SENZA L'OK DELLA CASA NON SI FA NULLA – Come abbiamo verificato interpellando anche la Motorizzazione, l'installazione di qualsiasi sistema omologato di luci non presente all'atto dell'omologazione dell'auto non può avvenire senza un preciso procedimento, che però continuerà ad essere complesso e impraticabile finché non arriverà il Decreto “salva DRL”. Il gradino difficile da superare sta ancora oggi nell'ottenimento del nullaosta da parte della Casa costruttrice dell'auto, indispensabile alla trascrizione delle modifiche apportate al veicolo sul libretto di circolazione. La diffusa riluttanza della Casa madre a rilasciare questo documento rende impossibile il superamento della visita e prova dell'auto presso i CPA (Centri Prova Autoveicoli), pur rispettando le norme d'installazione (ECE R48) di un kit omologato. L'assenza di una norma che regolasse l'uso delle luci di marcia diurna aftermarket è il boccone amaro che abbiamo mandato giù dopo il test delle luci Philips Daylight 4, lasciando i lettori con la promessa lanciata da Philips, che si sarebbe impegnata attivamente affinché le luci a led aftermarket diventassero legali in Italia come lo sono già nel resto d'Europa. C'è voluto del tempo, troppo come per le pellicole solari, i freni e le ruote maggiorate, ma ora sapremo come regolarizzare anche le luci a led sull'auto.

COSI' SARANNO LEGALI – In attesa di analizzare il testo del Decreto ministeriale sulle DRL, che sarà promulgato nei prossimi giorni dalla Gazzetta Ufficiale, vi diamo un'anteprima esclusiva delle linee guida che dovrebbero semplificare il calvario burocratico di cui parlavamo sopra. Secondo quanto appreso da fonti attualmente riservate, il Decreto stabilirà che gli automobilisti dovranno rivolgersi a un'officina autorizzata per l'installazione del kit DRL omologato, da questo si comprende che potrebbe non essere contemplato dalla legge il montaggio faidate in garage. Dopodiché l'auto dovrà essere sottoposta alla verifica presso le strutture della Motorizzazione per accertare che il montaggio sia stato fatto rispettando la norma ECE R48 e che il funzionamento delle luci DRL sia regolare.
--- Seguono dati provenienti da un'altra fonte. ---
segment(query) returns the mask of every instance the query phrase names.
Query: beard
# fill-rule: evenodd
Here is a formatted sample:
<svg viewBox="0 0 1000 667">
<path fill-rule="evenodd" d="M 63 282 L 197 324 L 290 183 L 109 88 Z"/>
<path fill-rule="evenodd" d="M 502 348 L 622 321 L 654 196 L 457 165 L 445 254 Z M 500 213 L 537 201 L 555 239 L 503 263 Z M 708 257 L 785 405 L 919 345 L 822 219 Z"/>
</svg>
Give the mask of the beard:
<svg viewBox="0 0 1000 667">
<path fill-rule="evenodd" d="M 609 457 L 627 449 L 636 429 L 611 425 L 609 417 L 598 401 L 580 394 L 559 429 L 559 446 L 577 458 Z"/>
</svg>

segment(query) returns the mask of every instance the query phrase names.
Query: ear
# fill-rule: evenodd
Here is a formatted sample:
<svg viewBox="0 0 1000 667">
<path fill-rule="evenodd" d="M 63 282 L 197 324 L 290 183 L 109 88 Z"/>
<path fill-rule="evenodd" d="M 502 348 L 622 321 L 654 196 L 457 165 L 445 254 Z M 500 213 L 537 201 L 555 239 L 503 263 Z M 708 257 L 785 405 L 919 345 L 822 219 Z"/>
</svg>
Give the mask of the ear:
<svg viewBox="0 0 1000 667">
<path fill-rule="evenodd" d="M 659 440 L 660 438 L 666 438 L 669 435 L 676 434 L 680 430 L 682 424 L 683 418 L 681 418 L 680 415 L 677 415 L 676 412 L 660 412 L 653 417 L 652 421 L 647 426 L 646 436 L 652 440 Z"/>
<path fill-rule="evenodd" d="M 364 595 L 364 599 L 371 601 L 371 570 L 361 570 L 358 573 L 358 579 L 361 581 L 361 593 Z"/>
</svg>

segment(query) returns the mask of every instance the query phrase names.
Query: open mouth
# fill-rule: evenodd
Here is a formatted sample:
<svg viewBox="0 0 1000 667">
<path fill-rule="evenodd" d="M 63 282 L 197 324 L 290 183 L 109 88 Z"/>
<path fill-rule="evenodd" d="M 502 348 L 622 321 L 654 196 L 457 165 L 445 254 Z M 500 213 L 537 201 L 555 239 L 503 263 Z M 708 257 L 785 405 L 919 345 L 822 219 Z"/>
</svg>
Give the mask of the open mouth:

Poi la Motorizzazione procederà a trascrivere la modifica apportata alle luci sul libretto di circolazione. Vogliamo precisare che finché le luci a led non saranno regolamentate, a conferma di quanto abbiamo riportato, non si può circolare con dispositivi luminosi non presenti sull'auto all'atto dell'omologazione senza rischiare le sanzioni previste dall'art.78 del CdS.